Graça Amorim, secretária municipal do Trabalho, da Cidadania e de Assistência Social, admite que a distribuição dos kits é apenas emergencial, enquanto aguarda recursos federais para construção de residências em áreas mais seguras. “É necessário fazer isso nesse momento de atendimento emergencial, e é isso que a prefeitura pode fazer”, argumentou. Segundo ela, todas as secretarias do município estão trabalhando na elaboração de projetos para que a União libere recursos o mais rapidamente possível.
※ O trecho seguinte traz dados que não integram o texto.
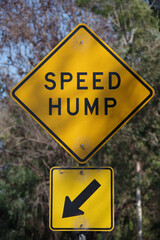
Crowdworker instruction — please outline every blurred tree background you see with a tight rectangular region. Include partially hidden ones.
[0,0,160,240]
A espera por um lugar seguro para passar os “invernos” talvez demore mais do que se imagina. A burocratização excessiva no repasse de verbas federais já fez o Piauí aguardar, pelo menos, três anos pela ajuda financeira. Dos R$ 300 milhões necessários para recuperar os estragos das enchentes de 2008, R$ 28 milhões foram liberados agora em maio.

O governo federal editou no dia 21 de maio medida provisória que garante recursos de R$ 880 milhões aos estados atingidos pelas chuvas. O BNDES emprestará R$ 300 milhões para recuperação de estradas. Até chegarem os recursos para reerguer cada casa, as famílias afetadas pelas enchentes contam com a ajuda de pessoas que, simplesmente, oferecem o que podem. Foi o que aconteceu com as irmãs Cecília e Lucinda, que receberam de “uma pessoa que chegou e deu” as telhas que lhes garantirão o teto, desde que, é claro, haja paredes que as sustentem.